AI in practice

AI and copyright: book authors suffer defeat that doesn't mean much

Matthias Bastian

DALL-E 3 prompted by THE DECODER

A US District Judge in California has largely sided with OpenAI. She rejected most of the authors' copyright claims.

The authors, led by Sarah Silverman and Ta-Nehisi Coates, claim that the large language models that power ChatGPT were illegally trained on pirated versions of their books without their permission.

However, their basic claim seems questionable from the start: by allegedly training the AI on their works, every single ChatGPT output is an infringement of the rights of the works on which the AI was trained - even if the output text has nothing to do with the work.

The authors were unable to provide specific snippets and copies, which was noted by Judge Araceli Martínez-Olguín.

The authors were also unable to convince the judge that OpenAI had violated the Digital Millennium Copyright Act (DMCA) by allegedly removing copyright information (CMI) from the training data. They had no evidence to support this claim. OpenAI is keeping the training data used secret.

The authors have until March 13 to consolidate their cases and submit new arguments to pursue the dismissed claims.

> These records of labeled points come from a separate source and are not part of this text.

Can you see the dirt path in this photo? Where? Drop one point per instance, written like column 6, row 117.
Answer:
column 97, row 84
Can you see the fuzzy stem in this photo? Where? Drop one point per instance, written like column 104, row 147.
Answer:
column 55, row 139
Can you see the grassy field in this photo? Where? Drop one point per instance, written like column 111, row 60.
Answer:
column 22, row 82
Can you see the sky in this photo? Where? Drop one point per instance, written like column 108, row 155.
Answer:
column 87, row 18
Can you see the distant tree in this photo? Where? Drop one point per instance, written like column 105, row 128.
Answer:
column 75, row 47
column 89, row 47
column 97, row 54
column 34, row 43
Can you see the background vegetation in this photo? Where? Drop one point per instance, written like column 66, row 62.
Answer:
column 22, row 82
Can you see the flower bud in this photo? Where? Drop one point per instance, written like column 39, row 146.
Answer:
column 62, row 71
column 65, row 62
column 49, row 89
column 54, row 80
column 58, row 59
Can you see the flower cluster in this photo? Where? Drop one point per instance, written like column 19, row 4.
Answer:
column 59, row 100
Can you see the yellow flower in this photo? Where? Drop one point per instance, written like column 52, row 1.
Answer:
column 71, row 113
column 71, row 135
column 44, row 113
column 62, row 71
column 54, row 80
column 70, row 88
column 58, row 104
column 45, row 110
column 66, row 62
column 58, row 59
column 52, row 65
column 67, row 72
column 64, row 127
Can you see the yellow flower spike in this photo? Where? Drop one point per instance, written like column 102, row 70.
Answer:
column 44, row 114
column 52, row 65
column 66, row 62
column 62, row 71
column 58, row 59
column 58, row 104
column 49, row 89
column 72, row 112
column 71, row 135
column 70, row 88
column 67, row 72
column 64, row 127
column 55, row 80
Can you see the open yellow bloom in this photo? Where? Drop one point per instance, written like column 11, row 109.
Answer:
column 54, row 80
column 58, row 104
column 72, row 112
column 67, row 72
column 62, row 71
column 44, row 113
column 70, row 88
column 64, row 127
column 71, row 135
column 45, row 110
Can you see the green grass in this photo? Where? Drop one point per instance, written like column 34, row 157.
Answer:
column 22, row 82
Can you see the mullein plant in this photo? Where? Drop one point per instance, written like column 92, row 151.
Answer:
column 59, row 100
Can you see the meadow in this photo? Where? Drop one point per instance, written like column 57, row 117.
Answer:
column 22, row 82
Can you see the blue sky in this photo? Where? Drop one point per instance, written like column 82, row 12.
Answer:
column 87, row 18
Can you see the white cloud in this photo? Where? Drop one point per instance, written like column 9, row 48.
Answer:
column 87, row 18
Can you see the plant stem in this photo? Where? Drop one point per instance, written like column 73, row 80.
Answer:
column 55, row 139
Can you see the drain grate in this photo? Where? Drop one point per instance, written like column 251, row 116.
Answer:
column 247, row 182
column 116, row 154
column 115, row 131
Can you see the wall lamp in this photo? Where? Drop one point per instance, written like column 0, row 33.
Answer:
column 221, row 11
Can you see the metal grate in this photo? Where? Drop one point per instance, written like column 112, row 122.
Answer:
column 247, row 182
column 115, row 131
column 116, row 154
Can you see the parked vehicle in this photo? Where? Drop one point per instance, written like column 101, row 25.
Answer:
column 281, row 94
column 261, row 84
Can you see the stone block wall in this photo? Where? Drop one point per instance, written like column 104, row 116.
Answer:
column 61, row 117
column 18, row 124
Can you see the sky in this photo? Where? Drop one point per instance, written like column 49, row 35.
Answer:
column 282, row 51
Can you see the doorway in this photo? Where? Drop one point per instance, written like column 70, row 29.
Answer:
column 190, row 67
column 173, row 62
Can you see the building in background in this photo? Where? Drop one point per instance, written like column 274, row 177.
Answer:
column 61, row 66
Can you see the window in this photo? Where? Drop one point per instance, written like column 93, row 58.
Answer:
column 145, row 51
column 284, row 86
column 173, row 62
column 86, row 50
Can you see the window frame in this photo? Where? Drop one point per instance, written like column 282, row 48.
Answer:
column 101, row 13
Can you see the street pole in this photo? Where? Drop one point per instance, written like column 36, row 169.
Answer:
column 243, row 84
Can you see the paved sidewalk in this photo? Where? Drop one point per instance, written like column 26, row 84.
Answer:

However, the judge's decision in favor of OpenAI is at best a small and probably insignificant victory for OpenAI. This is because the claim for violation of California's Unfair Competition Law was allowed to proceed.

The court concluded that OpenAI's profitable use of copyrighted works, i.e., using book data to train AI without consent, could constitute an unfair business practice.

This assumption is also at the heart of the legal dispute between the New York Times and OpenAI. However, unlike Silverman et al, the Times has also faithfully reproduced articles from OpenAI's GPT models, precisely the evidence that Martínez-Olguín lacked in the Silverman case.

The court will have to decide whether the way in which the NYT made these copies was in compliance with OpenAI's terms and conditions, or whether a technical error was deliberately provoked.